Quite the strong words.

But Budgie’s status as a unique and forceful innovator in football can’t be doubted.

And this makes his steady demise all the more sad. Having upped sticks and left England for Scotland towards the tail end of his career, Budgie finished in a miserable fashion. In just two years, he’d moved between eight different clubs and racked up only six games between them.

This eventually culminated, at the age of 46, in the start of a painful breakdown. One day, whilst helping Kevin Keegan by coaching at Newcastle, Burridge simply broke down.

“I was on the bench with Kevin Keegan and his staff at a game against Arsenal one day, and I just started crying. Kevin asked what was the matter and I said, ‘I just want to play’.”

Sadly, Budgie had hung up his gloves by this point and could no longer face the footballing world without him playing in it.

From football’s funniest fool to a crying, lost and directionless cast-out, Budgie hit rock bottom in the late 1990s.

Having locked himself in his room, contemplating suicide and rejecting any form of help, Burridge says that this is how he felt.

“I hadn’t shaved, I hadn’t brushed my teeth for days.
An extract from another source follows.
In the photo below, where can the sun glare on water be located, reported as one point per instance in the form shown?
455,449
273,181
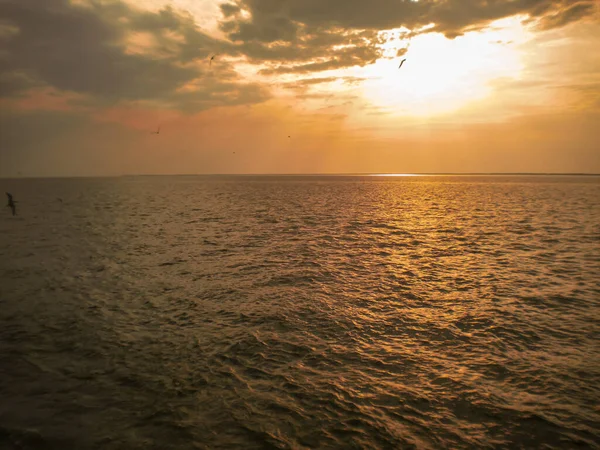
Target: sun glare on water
442,75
I was a complete mess. I’d got depression and I had got it bad. I’d been called mad often enough in my career – for walking on my hands during warm-ups, doing somersaults, sitting on the crossbar during games, having brawls with my managers, sleeping in my goalie gloves, following the same diet as African tribesmen.”

“None of that was seen as normal behaviour, but I hadn’t been mad, just ‘Mr Dedication’ – someone who was way ahead of his time. But this was a whole different ball game – I was in meltdown and maybe this time I was mad.”

“I just wanted to crawl into a corner and die.”

But, mercifully, Burridge found help. When his wife, Janet, and Kevin Keegan decided it would be best to have him sectioned, “men in green boiler suits… stuck a needle in my arse with a knock-out drug and sent me to sleep.”

From here, Budgie went into the Priory and found solace in his problems when he realised that he was surrounded by bereaved widows, drug-addicted children, manic depressives and alcoholics:

“And I’d have to stand up and say I was suicidal because I was 47 and couldn’t play Premier League football any more.”

John Burridge

Today, having successfully confronted the issue, he now works on TV in Oman and had helped to nurture the Reading ‘keeper, Ali-Al-Habsi.

With the breakdown, managerial brawls and moving days behind him, Burridge now enjoys life in the Middle East.

But his legacy will forever remain in Britain.

Budgie; the nutter, the innovator, the journeyman. And we still haven’t fully described him. We told you it’s not easy.